Nonetheless, as the endorsements by Raymond Tallis and Hilary Putnam would imply, the subject is treated seriously. Fearn divides his book into three sections: 'Who Am I?', 'What Do I Know?' and 'What Should I Do?' Each of the thirteen chapters under these broad headings then tackles a single topic - 'The problem of the self', 'Innate ideas', 'Moral luck' and so on - and draws on the work of one or more current practitioners to show how things stand at present.

Fearn doesn't have much time for continental philosophy; the bare half-chapter devoted to postmodernism is dismissive. Nor does he care much for Peter Singer's utilitarianism and the fashionable animal rights agenda to which it gave birth. The focus is squarely on the Anglo-American tradition. However, Fearn avoids off-putting technical discussions of minutiae. His concern is to show how contemporary philosophers in this tradition still attempt to offer substantive answers to large, serious questions of the kind associated with the idea of 'doing philosophy' in the past.

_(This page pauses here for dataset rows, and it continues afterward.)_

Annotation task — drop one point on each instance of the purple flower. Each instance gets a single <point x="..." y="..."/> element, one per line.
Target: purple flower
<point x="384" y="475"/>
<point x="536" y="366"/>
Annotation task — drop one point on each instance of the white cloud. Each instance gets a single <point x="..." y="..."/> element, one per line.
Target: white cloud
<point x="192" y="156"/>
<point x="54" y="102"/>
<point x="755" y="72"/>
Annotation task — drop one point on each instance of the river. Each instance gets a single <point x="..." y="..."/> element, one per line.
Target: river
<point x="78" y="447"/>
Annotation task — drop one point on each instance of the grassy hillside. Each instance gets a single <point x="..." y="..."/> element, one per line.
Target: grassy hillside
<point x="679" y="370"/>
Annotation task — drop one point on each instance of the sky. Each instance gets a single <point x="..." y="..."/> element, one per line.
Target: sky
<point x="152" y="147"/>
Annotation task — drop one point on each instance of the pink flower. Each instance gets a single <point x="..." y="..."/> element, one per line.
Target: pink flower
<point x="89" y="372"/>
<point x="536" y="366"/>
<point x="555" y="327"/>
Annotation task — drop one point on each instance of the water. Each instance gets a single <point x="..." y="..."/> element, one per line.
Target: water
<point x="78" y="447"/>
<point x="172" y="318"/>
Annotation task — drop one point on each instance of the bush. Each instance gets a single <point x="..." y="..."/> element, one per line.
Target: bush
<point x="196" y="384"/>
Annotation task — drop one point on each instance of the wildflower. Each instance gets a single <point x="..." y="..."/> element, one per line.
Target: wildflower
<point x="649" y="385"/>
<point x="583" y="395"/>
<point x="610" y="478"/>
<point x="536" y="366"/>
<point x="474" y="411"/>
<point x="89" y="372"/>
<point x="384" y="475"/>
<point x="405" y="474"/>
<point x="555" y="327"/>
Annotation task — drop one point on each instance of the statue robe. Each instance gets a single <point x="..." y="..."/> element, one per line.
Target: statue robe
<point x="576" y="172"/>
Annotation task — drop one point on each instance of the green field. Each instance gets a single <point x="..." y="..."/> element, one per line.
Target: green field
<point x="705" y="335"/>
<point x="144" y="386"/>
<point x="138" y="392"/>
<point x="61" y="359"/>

One of the refreshing aspects of the book is that the author is ready to contend that in certain areas, discussion is effectively over: the public has simply not caught up with developments among the professionals. Without worshipping at the altar of science, he is prepared to show how philosophers in the past sometimes failed in their endeavours simply for lack of the right technological tools. On the other hand, where disputes still thrive, he conveys the intellectual excitement well. For Fearn, philosophy still has a point and a purpose separate from those of the more specific disciplines to which it has given birth.

This is an excellent, wide-ranging discussion of its subject: highly readable, without being patronising, and suggesting many lines of further enquiry. Doubtless it will not completely satisfy experts, but it wasn't written for them, and no book of this length could hope to be complete or equally authoritative on all subjects. It lacks only a bibliography for further reading, though one might be assembled from titles referred to in the notes. Recommended for any interested adult reader, though a motivated teenager might well cope with much of it. An acquaintance with at least the outlines of the history of philosophy and the main historical concerns would help: so not perhaps for complete beginners.